Much of the blame concerning the deterioration of kids is placed upon faltering parents, racism, capitalism, the current "family crisis", and of course the media. Grossberg addresses all of the aforementioned. Although the brunt of the blame does not rest squarely upon one or the other, the current rhetoric espoused by political factions on both the right and the left can be largely attributed to a compliant and complacent news media. Grossberg provides us with a plethora of factoids that refute current and widely held assumptions, beliefs, and myths about kids. For instance, a child is three to four times more likely to be struck by lightning than to be a victim of violence in school (p. 41). Nevertheless, he is quick to note that we cannot merely blame the media (as many do) but opt for a more sensible approach, one that would factor the media into the general equation concerning our understanding of kids.

Grossberg proceeds to connect the misrepresentation of the youth crisis to broader struggles and changes that have defined America (and modernity) for at least the past quarter century. The dialogue that follows contributes to a social commentary concerning politics in an entirely new and unique perspective. In the second third of the text Grossberg presents a stifling critique of politics, castigating both the right and the left (few scholars are capable of doing this well and with rigor). Perhaps some might criticize Grossberg for being too "in the middle" but this would simply be missing the point. Besides, he openly admits his preference for left politics (which makes his critique all the more damning), as he remarks that "[c]ritisim can be offered in a spirit of solidarity [and] I write from a desire to forge a more effective left politics" (page 160).

The final third of the book addresses what Grossberg calls the coming American modernity. Modernity is typically understood as a historical period characterized by 19th and 20th century world of science, nation-states, political democracy, capitalism, urbanization, mass literacy, mass media, mass culture, rationality and individualism. Grossberg divides American history into three centuries, each he argues characterized by their different realizations of modernity to discuss the creation and development of American democracy, capitalism, and politics. He argues, among other things, that we are in "the midst of the unsettling of one modernity and the emergence of another" (page 217). It is here Grossberg argues that a space is provided for a restructuring of politics, economics, and culture, whereby we can forge a move toward a more compromising political discourse; as the political climate has quickly deteriorated into an all out war between the right and left, characterized by the absence of rationality (a tenet of modernity) in contemporary political debates and commentary. This perspective is exemplified in the idea that campaigning is constant and ubiquitous, as the goal of politicians it seems is merely to stay in office.

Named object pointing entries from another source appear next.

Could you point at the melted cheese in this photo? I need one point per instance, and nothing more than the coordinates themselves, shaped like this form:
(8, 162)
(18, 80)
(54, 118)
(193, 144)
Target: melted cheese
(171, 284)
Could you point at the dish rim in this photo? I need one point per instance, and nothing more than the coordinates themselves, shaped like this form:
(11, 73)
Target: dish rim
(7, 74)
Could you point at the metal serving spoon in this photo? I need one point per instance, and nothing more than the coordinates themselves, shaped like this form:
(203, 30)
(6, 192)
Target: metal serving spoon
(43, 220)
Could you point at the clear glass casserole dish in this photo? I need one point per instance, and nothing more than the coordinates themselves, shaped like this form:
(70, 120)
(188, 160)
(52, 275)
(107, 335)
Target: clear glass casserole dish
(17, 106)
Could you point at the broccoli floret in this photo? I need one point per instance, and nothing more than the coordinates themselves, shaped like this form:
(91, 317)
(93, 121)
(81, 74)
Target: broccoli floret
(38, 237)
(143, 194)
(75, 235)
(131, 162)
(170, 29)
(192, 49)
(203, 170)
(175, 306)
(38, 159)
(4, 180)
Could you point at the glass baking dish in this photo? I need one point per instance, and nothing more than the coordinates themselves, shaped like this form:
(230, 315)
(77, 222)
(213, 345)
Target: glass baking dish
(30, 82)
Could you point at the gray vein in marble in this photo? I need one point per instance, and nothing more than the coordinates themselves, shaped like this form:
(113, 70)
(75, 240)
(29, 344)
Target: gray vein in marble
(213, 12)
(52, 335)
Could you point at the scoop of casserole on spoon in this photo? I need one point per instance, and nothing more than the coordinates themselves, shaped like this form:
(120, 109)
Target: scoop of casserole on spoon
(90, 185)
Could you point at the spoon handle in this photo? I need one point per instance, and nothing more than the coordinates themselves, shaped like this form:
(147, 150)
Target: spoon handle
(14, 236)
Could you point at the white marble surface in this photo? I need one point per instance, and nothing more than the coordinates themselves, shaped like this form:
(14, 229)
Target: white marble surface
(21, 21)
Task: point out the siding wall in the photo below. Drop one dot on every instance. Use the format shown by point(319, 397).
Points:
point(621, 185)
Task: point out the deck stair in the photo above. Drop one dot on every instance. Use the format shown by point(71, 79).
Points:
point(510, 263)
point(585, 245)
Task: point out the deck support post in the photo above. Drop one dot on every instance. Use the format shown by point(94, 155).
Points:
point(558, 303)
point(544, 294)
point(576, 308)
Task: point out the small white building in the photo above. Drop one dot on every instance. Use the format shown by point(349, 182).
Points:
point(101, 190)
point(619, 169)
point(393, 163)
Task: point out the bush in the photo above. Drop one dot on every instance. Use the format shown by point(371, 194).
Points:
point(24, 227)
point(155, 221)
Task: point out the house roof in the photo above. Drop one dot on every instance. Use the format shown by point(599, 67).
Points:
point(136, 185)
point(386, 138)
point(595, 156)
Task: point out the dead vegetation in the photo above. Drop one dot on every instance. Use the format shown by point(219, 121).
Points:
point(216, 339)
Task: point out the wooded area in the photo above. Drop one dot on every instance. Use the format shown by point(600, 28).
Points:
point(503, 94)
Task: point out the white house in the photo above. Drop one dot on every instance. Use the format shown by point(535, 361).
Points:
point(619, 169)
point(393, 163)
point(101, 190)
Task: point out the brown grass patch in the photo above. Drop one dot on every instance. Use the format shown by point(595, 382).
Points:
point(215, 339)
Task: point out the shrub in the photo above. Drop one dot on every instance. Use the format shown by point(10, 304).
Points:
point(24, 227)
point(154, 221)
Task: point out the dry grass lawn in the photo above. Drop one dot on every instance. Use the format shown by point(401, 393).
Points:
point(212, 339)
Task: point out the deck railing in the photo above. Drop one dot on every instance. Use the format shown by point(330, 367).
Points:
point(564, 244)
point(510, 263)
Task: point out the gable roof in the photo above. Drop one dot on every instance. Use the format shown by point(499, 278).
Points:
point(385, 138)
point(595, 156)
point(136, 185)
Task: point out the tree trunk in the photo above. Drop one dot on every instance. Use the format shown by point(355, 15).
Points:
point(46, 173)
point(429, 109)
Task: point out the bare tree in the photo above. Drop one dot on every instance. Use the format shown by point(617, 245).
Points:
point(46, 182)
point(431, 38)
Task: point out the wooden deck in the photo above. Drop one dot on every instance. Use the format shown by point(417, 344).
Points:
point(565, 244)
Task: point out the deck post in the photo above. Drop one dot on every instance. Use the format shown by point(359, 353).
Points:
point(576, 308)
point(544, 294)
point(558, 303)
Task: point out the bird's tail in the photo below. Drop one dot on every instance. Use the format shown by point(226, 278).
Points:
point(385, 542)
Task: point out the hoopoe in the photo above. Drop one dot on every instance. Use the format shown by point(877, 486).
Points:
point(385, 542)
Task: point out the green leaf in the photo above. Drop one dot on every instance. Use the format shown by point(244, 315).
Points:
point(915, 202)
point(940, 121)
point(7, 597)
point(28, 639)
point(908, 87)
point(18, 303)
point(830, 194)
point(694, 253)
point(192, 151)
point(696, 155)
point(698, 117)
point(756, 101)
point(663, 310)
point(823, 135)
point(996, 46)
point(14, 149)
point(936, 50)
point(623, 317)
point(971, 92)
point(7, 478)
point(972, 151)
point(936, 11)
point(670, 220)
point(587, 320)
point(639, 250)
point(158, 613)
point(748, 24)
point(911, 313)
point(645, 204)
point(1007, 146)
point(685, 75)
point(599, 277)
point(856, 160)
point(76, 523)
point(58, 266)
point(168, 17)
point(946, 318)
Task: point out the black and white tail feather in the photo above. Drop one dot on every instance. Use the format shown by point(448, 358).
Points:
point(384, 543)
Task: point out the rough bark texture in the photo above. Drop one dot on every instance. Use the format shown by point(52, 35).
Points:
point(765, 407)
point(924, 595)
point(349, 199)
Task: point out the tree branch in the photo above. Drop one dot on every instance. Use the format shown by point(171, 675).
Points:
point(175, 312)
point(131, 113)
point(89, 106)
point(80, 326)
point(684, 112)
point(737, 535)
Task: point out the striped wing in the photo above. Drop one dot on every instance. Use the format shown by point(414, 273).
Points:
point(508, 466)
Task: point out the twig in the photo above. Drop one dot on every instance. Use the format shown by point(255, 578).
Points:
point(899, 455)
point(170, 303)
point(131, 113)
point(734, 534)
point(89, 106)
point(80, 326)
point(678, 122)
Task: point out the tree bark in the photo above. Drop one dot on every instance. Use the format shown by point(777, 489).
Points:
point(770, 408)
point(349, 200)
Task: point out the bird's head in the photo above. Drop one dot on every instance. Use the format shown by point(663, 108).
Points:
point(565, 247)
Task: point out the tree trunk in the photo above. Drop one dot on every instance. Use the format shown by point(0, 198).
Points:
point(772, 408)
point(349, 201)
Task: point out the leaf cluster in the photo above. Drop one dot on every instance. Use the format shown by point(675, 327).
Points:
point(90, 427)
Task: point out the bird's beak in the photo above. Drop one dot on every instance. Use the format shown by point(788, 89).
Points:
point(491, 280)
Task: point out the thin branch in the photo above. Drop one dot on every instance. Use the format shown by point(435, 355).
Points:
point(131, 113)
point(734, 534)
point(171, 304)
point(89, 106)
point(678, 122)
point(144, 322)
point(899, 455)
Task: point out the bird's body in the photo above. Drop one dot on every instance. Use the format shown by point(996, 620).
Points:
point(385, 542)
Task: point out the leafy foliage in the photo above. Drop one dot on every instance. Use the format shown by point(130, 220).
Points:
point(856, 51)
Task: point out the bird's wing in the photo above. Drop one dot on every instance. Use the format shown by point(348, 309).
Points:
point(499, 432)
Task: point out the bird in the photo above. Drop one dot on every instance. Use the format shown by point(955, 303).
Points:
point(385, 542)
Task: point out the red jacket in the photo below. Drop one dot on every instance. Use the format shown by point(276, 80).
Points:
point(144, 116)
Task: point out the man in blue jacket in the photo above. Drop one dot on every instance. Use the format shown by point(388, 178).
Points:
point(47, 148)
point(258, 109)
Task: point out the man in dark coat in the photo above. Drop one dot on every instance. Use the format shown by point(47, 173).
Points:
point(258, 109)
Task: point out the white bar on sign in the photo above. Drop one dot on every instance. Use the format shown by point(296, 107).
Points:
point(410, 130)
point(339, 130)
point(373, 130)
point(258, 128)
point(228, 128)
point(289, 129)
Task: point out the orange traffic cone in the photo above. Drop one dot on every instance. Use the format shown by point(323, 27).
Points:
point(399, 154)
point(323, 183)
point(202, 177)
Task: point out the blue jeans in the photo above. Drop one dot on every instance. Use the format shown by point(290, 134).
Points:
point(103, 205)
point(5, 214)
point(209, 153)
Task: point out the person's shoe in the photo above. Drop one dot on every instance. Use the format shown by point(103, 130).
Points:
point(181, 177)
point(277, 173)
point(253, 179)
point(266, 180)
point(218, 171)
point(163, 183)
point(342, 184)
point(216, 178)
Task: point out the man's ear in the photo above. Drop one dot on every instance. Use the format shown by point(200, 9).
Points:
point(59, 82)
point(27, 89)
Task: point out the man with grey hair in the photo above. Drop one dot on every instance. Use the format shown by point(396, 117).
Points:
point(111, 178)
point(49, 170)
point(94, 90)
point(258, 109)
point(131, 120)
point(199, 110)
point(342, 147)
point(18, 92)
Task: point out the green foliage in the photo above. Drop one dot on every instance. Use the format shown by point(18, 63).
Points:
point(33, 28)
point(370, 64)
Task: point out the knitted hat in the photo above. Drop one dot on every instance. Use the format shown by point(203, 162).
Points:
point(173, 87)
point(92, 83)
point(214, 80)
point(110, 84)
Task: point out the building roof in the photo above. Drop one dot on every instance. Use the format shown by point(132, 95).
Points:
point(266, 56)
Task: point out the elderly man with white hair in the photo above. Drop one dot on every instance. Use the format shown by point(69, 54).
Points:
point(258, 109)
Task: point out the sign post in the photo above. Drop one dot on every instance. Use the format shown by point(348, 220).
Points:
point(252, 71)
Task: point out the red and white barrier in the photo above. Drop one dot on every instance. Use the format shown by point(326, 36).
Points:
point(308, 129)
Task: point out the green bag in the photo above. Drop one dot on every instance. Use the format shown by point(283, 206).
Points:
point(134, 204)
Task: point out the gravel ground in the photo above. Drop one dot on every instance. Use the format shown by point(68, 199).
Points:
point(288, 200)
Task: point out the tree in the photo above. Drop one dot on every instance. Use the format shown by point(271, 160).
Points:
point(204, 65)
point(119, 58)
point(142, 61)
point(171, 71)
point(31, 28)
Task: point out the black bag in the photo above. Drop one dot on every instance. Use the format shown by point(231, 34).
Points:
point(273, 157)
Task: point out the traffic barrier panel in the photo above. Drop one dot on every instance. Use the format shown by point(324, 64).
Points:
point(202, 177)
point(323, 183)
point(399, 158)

So what do you ask does this have to do with our kids? "Kids' unique relation to time and history in the second modernity made them the most potent symbol of possibility and hope. Childhood and youth became the essence of imagination, the affirmation that there are always alternatives and that resistance to any one future is always possible. Kids remind us that we can always change directions" (page 308). The war against our kids then destroys the possibility of imagining change for the future and even perhaps destroys the possibility of a future. This text is a call for communication, an open dialogue, as "communication is the opening of possibility" (page 317). Communication then fosters the ability to transform our society to a more egalitarian and livable environment, one that would be suitable and enjoyable for the majority of people.

This book was extraordinary and is highly recommended. It was very thought provoking, stimulating, and very intellectually rewarding and will no doubt change the ways in which you approach politics and the social world.